Journal
NOTES ON ‘ADVANCED PRACTICES’
Weitian Liu
PhD Scholar,
Goldsmiths, University of London
It hasn’t been easy for me to explain to people what kind of PhD I am doing. This is in part due to the name of the programme, which I tend not to include in brief introductions for fear of causing confusions. Sometimes I mention the name of the department instead—Visual Cultures—with the caveat that as a ground-breaking department its scope and ambition go far beyond what is literally suggested by its name. Sometimes I fall back on Art History or Curatorial Studies, simply because it’s convenient to be associated with an established discipline or field of study. But rarely do I tell people that I’m doing a PhD in Advanced Practices.

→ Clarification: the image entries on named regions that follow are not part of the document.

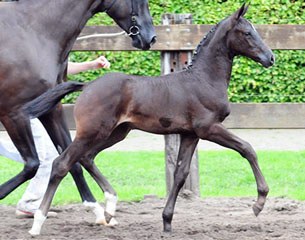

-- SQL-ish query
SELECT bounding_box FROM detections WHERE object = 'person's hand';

[92,56,111,69]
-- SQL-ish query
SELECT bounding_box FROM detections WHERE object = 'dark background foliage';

[65,0,305,102]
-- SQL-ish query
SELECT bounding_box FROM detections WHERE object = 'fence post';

[161,14,200,196]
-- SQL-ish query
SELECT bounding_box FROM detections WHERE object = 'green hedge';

[65,0,305,102]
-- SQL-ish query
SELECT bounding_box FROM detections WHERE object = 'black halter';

[104,0,140,36]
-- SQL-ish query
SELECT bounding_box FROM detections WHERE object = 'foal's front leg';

[162,135,199,232]
[29,142,84,236]
[202,123,269,216]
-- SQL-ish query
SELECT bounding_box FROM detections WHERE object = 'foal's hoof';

[163,223,172,233]
[104,212,112,223]
[252,203,264,217]
[95,218,119,227]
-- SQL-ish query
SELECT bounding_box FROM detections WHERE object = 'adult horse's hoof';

[252,203,264,217]
[163,222,172,233]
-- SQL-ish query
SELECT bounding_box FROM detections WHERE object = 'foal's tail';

[23,81,86,118]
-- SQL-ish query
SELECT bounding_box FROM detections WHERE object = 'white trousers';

[0,119,58,213]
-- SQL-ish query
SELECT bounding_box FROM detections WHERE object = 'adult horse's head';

[227,4,275,67]
[100,0,156,50]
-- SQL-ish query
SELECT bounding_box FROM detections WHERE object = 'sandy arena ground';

[0,195,305,240]
[0,129,305,240]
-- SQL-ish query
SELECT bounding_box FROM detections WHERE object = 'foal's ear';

[234,3,249,20]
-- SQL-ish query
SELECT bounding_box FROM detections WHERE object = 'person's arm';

[68,56,110,74]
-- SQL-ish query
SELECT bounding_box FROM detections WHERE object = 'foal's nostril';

[270,55,275,64]
[150,36,157,46]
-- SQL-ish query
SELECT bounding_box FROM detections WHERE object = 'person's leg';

[0,133,24,163]
[16,119,58,217]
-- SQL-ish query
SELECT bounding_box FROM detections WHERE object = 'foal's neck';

[192,29,233,87]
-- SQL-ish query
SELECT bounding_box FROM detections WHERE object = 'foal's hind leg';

[0,113,39,199]
[162,135,199,232]
[39,105,96,202]
[203,124,269,216]
[81,124,130,225]
[29,141,85,236]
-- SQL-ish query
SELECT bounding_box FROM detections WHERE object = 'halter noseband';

[105,0,140,36]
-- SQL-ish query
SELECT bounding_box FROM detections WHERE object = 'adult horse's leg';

[29,125,130,236]
[162,135,199,232]
[39,104,96,202]
[0,112,39,199]
[204,123,269,216]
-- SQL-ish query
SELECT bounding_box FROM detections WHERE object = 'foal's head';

[100,0,156,50]
[227,4,275,67]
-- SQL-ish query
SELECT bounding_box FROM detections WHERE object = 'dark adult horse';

[27,5,274,235]
[0,0,155,224]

An elaborate account is always attempted—full of detours and without guaranteed success—every time I take up the challenge of explaining my understanding what AP is and does. For one thing, ‘Advanced Practices’ as a programme name does not signify any field of knowledge, and therefore some explication is needed in order to differentiate it from notions of disciplinary knowledge. For another, the notion of ‘practice’ as advanced by AP is so elusive that the more straightforward use of practice in the case of ‘art practices’ no longer applies.
What, then, do we mean by practice? I am afraid as a student of AP I do not have any conclusive answer to give here. In fact, working without a given definition of practice seems to be precisely what unites the various practices of the programme’s participants.

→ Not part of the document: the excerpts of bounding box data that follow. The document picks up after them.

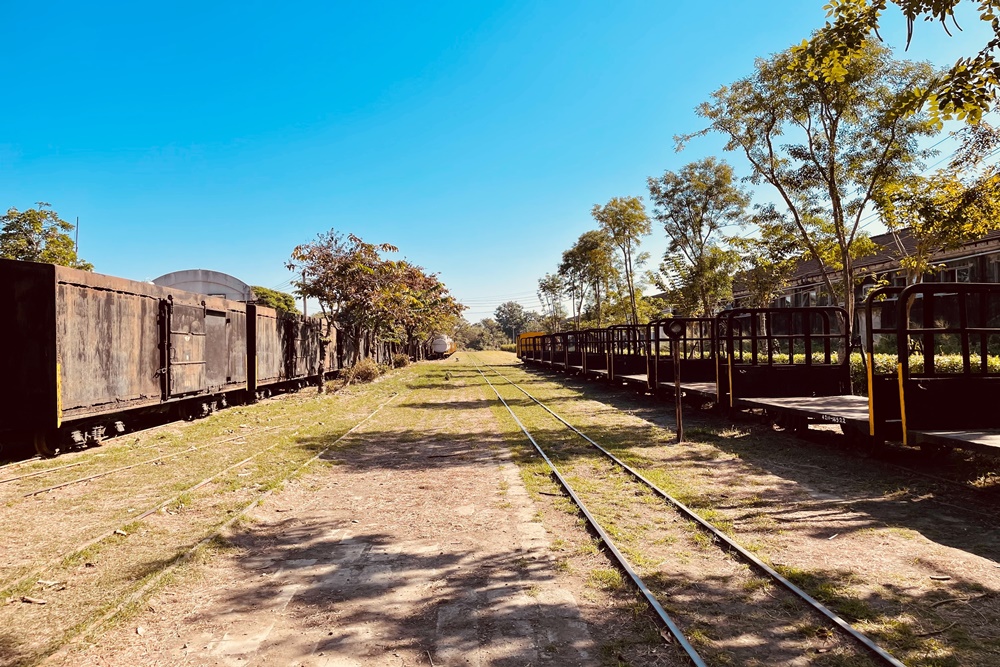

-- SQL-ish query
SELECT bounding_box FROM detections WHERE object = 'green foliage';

[729,222,803,308]
[647,157,750,315]
[875,122,1000,283]
[559,229,618,329]
[590,197,650,324]
[538,273,565,332]
[287,230,465,366]
[250,285,299,315]
[792,0,1000,122]
[0,202,94,271]
[341,357,389,384]
[679,43,936,317]
[493,301,534,333]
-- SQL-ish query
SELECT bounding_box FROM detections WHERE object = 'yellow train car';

[517,331,545,359]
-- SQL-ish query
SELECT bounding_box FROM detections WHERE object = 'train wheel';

[34,431,59,458]
[840,422,885,456]
[920,442,951,460]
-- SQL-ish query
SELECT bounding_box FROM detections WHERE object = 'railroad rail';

[473,357,904,667]
[0,392,402,664]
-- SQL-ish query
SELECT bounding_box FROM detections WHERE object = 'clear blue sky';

[0,0,985,321]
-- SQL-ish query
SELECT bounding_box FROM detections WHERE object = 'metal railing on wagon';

[896,283,1000,454]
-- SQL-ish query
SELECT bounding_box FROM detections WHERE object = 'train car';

[0,259,336,455]
[247,304,326,398]
[428,334,458,359]
[519,283,1000,455]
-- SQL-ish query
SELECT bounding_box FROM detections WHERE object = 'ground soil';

[9,354,1000,667]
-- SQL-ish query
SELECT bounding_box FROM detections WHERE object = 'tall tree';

[287,230,398,363]
[250,285,299,315]
[538,273,564,332]
[590,197,650,324]
[876,122,1000,284]
[493,301,528,340]
[559,229,617,329]
[679,43,936,322]
[646,157,750,316]
[729,215,803,308]
[0,202,94,271]
[793,0,1000,123]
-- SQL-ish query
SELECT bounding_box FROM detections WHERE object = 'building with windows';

[733,230,1000,308]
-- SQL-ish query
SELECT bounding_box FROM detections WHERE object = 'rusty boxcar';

[0,260,336,454]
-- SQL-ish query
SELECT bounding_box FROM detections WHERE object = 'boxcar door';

[205,310,229,391]
[167,301,209,398]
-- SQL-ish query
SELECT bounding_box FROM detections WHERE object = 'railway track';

[0,386,400,665]
[473,358,903,667]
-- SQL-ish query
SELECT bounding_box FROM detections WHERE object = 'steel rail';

[480,366,906,667]
[470,355,707,667]
[40,392,400,660]
[0,426,281,484]
[19,426,281,498]
[0,394,399,604]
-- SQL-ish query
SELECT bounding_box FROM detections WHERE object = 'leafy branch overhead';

[792,0,1000,124]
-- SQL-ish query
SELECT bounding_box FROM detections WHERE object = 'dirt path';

[50,360,616,667]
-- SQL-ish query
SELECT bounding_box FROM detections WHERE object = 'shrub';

[344,358,387,383]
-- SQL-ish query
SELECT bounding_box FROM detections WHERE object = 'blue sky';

[0,0,985,321]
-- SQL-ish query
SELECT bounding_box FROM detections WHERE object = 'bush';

[343,358,388,383]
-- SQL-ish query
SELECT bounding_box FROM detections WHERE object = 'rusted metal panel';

[0,259,60,430]
[226,309,249,386]
[255,306,286,385]
[168,304,208,396]
[205,310,229,391]
[55,281,160,415]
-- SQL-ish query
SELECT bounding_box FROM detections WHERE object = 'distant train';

[517,283,1000,456]
[428,334,458,359]
[0,259,337,455]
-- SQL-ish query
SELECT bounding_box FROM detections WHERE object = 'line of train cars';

[518,283,1000,455]
[0,259,337,458]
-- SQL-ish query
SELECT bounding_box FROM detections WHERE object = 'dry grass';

[478,354,1000,665]
[0,369,413,665]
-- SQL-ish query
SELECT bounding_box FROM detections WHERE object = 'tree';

[493,301,528,340]
[538,273,564,332]
[456,318,507,350]
[646,157,750,316]
[559,229,616,329]
[250,285,299,315]
[679,43,936,322]
[286,230,398,365]
[0,202,94,271]
[729,216,803,308]
[876,122,1000,284]
[386,261,465,358]
[590,197,650,324]
[793,0,1000,123]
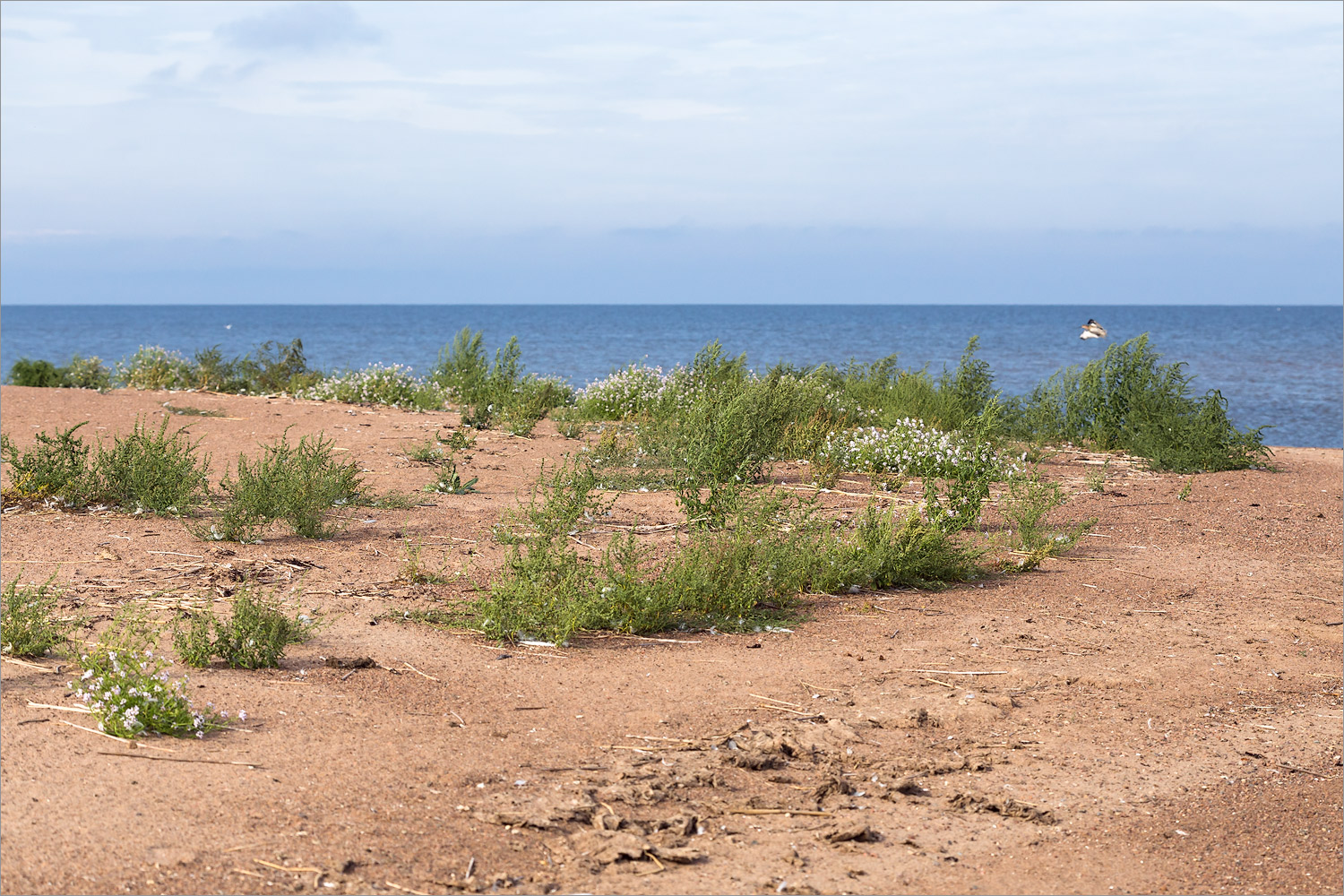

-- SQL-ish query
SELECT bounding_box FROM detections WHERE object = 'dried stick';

It was not until the beginning of my second year that it occurred to me the word ‘advanced’ in AP is actually a past particle indicating the state of being advanced, that is, being put forward. In other words, rather than following and excelling in an existing professional path, what constitutes a practice for AP is the gesture of advancing something as a practice, a gesture that is itself an undertaking and a commitment.
Participating in the AP programme therefore is neither about accumulating knowledge nor about fulfilling duties prescribed by academia or what is known as the art world. Without losing sight of the actual working of these increasingly professionalised realms, I find myself in a productive process of unlearning through which I have come to forge a new relationship to contemporary art.
This relationship is informed by the transnational experience of working between China and London, an experience that entails moving constantly between, on the one hand, a place in which contemporary art remains indeterminate as a notion and infrastructurally precarious as a field, and, on the other hand, an overly professionalised and institutionalised contemporary art paradigm.[i] For me, this embodied experience marks a site of struggle brimming with anticipations, misapprehensions, anxiety, thwarted belongingness, and half-formed trajectories.[ii] It is from a reckoning with this site of struggle that my PhD research with AP proceeds. As for the practice, my long-term project is committed to finding a form that allows the proposed relationship to contemporary art to be conceptualised and actualised.
[i]I am currently based in London, but my editorial work at Qilu Criticism keeps me connected to China’s contemporary art scene and the debates therein.